The magnitude of the moment was not lost on any of them. The last Supreme Leader to die had been the Grand Ayatollah Ruhollah Khomeini. That was June 3, 1989. Entezam remembered the date well. He had recently graduated from university and was then the youngest officer in the IRGC, just beginning his long and storied career. He remembered how he had wept—not because Khomeini was gone, but because at the time Entezam could not imagine a successor more unworthy than Hossein Ansari.
Over the years, Entezam had been promoted up the ranks of the Revolutionary Guard Corps. The higher he rose, the closer he had the opportunity to observe the new Supreme Leader. Eventually the two had met and developed a cautious working relationship. In recent years, having risen to the role of commander of the IRGC, Entezam had begun meeting regularly with Ansari and was drawn into his personal orbit. Along the way, the general’s view of the ayatollah had changed. Entezam had grown impressed with Ansari’s spiritual depth, and even more with the man’s strategic acumen and geopolitical instincts.
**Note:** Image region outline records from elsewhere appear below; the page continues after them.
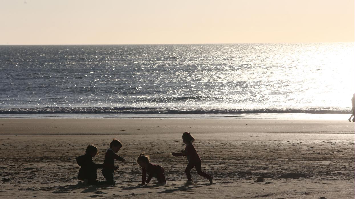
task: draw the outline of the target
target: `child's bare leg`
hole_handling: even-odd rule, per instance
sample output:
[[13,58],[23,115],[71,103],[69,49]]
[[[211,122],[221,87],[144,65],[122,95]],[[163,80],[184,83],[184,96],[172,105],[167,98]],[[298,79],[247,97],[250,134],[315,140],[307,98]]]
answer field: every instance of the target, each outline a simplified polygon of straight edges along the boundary
[[198,162],[195,165],[195,168],[196,168],[196,171],[197,172],[197,173],[201,176],[203,176],[209,180],[209,182],[210,183],[212,184],[212,179],[213,179],[212,177],[211,176],[207,174],[207,173],[203,172],[202,171],[202,170],[201,168],[201,162]]
[[187,181],[192,181],[191,179],[191,174],[190,174],[190,171],[195,166],[195,164],[191,162],[189,162],[187,166],[186,166],[186,168],[185,169],[185,173],[186,173],[186,176],[187,177]]
[[166,180],[165,179],[165,175],[164,173],[158,173],[157,175],[157,178],[158,178],[158,181],[160,184],[164,184],[166,183]]

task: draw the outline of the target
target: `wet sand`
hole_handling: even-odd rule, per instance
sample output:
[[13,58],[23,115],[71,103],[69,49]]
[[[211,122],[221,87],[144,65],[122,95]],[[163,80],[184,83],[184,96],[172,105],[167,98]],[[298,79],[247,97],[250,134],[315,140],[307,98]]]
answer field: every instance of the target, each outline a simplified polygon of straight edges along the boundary
[[[185,186],[181,136],[190,132],[202,170]],[[354,126],[345,121],[150,119],[0,119],[1,198],[350,198],[354,195]],[[125,158],[113,186],[78,183],[76,157],[90,143],[102,163],[113,138]],[[165,171],[140,187],[140,153]],[[103,181],[100,170],[99,180]],[[264,181],[257,182],[259,177]],[[114,195],[113,195],[114,194]]]

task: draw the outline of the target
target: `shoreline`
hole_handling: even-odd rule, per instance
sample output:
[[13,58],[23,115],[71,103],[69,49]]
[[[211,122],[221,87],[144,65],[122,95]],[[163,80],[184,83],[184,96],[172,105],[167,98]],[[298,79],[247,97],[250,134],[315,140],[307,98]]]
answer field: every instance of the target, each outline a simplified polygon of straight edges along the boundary
[[[0,118],[0,192],[4,198],[349,198],[354,192],[354,123],[338,120]],[[124,130],[124,131],[122,131]],[[189,131],[213,183],[191,173],[185,186]],[[113,186],[78,182],[76,157],[88,145],[101,164],[114,138],[122,144]],[[163,167],[167,183],[140,186],[137,157]],[[98,180],[104,178],[100,170]],[[264,181],[257,182],[260,177]]]
[[201,118],[4,118],[5,135],[197,133],[354,133],[340,120]]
Together, they had forged a rare and close alliance, dramatically advancing the Islamic Revolution and extending the reach of the regime. In this very room, in fact, they had mapped out strategies to seize effective control of four Arab capitals—Baghdad, Beirut, Damascus, and Sana’a. Here in this office they had praised Allah for the successes he had uniquely bestowed upon them, time after time.
Entezam had developed a deep love and warm affection for the old man. It was now as surreal as it was grievous to have to say goodbye to the Supreme Leader.
And with an acute, if nauseating, sense of irony, Entezam realized that he could not imagine someone more unworthy to replace Hossein Ansari than the man sitting across from him.